About
I focus on data, evaluation, and post-training for large language models. I enjoy starting new research directions and building systems to support them.
My career in LLM research began with a 20% project at Google Brain where I helped train Google Brain's first large-scale autoregressive language model. I have been a Research Engineer at Google Brain, a founding team member at Inflection, and a Principal Member of Technical Staff at Microsoft AI.
Since October 2024 I have been on sabbatical. I have been traveling, staying at a forest monastery in Thailand where I was temporarily ordained as a monk. I have also been working on side projects, practicing meditation, and learning Thai.
Selected Work
-
Instruction tuning
I started the FLAN project at Google, which introduced instruction tuning, and co-led the first academic publication on the concept. I trained the initial model and organized the research effort to show that supervised fine-tuning on instruction-formatted datasets improves performance on unseen tasks. Instruction tuning has since become a standard first step in modern LLM post-training.
-
Reasoning
Co-author of the paper that introduced Chain of Thought. We showed that breaking problems into explicit steps improves accuracy on difficult tasks.

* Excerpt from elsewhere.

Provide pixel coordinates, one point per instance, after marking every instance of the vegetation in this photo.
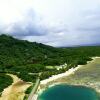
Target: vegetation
(28, 59)
(5, 81)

This work helped establish methods used in reasoning-focused models and in scaling inference-time compute.
-
Code generation
I created the Mostly Basic Python Problems (MBPP) dataset, released in August 2021, an early benchmark that researchers widely use to evaluate Python program synthesis, contemporaneous with HumanEval.
-
Foundational model building
While at Google Brain, I was a core contributor to PaLM and worked across LaMDA and GLaM, building pretraining data pipelines, running data-quality experiments, and setting up evaluation systems. At Inflection, I designed and ran pretraining, post-training, and safety experiments, and built pretraining and evaluation pipelines that took us from zero to shipping Inflection-2.
See Google Scholar for a complete list of publications.
Industry Experience
-
Microsoft AI
Mar 2024 – Oct 2024Principal Member of Technical Staff. Worked at Microsoft and on-site at OpenAI to launch and adopt GPT-4o realtime voice in Microsoft Copilot.
-
Inflection AI
Apr 2022 – Mar 2024Founding Member of Technical Staff. Designed and ran post-training and safety experiments; built data and evaluation pipelines for pretraining and post-training; helped ship Inflection-1, Inflection-2 and Pi.
-
Google
Aug 2016 – Apr 2022Research Engineer at Google Brain. Created pretraining data pipelines, ran data-quality ablations, and designed evaluation systems for LaMDA, GLaM, and PaLM. Core contributor to PaLM.
Before working on LLM research, I worked as an ML Engineer and Data Scientist at Google Ads and Whisper.